“Oh, Mildred, yes, it is she. Oh, Mildred, where shall we go, where can I hide myself? there’s nowhere safe.”

“Now you’re just drivin’ yourself distracted, you be. What for need ye fear her? She’s crazy, I’ll not deny, but she’s blind too, and she can’t follow ye here, if she was so minded. Why she couldn’t cross the stile, nor follow ye through a spinnie. But see, ye’ve nout but yer dressin’ gown over yer night clothes, and yer bare feet. Odd’s I’ll not go wi’ ye—ye’ll come back, and if ye must come abroad, ye’ll get yer cloaks and your shoon.”

“No, no, no, Mildred, I’ll go as I am,” cried the terrified lady, at the same time hurrying onward to the yard door.

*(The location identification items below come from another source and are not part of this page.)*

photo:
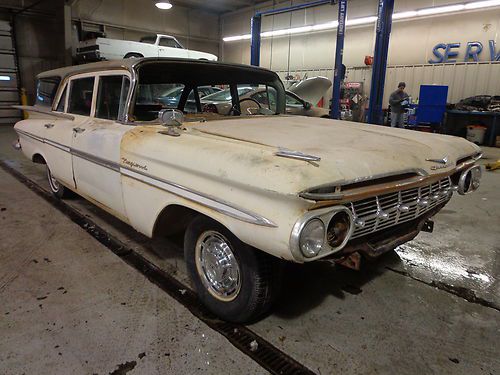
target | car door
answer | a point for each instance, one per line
(59, 130)
(96, 146)
(169, 47)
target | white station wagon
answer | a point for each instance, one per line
(251, 188)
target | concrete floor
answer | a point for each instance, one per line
(390, 318)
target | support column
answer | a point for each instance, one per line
(383, 33)
(338, 71)
(255, 46)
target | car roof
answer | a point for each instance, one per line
(132, 64)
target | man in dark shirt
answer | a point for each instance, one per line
(397, 100)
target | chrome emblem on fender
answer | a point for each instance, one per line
(440, 161)
(443, 161)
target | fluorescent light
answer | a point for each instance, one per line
(439, 10)
(164, 5)
(326, 26)
(236, 38)
(401, 15)
(371, 19)
(361, 21)
(482, 4)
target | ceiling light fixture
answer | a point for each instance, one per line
(372, 19)
(163, 5)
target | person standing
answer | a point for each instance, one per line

“Well,” said the old woman following, “wilful lass will ha’ her way, but ye’ll clap this ower your shouthers.”

And she placed her own shawl on them, and together they passed into the lonely woodlands that, spreading upward from the glen of Carwell, embower the deep ravine that flanks the side of the Grange, and widening and deepening, enter the kindred shadows of the glen.

CHAPTER XXXVII.
A MESSENGER.

Alice had not gone far when she was seized with a great shivering—the mediate process by which from high hysterical tension, nature brings down the nerves again to their accustomed tone.

The air was soft and still, and the faint gray of morning was already changing the darkness into its peculiar twilight.

“Ye’ll be better presently, dear,” said the old woman, with unaccustomed kindness. “There, there, ye’ll be nothing the worse when a’s done, and ye’ll have a cup o’ tea when ye come back.”

Under the great old trees near the ivied wall which screens the court is a stone bench, and on this old Mildred was constrained to place her.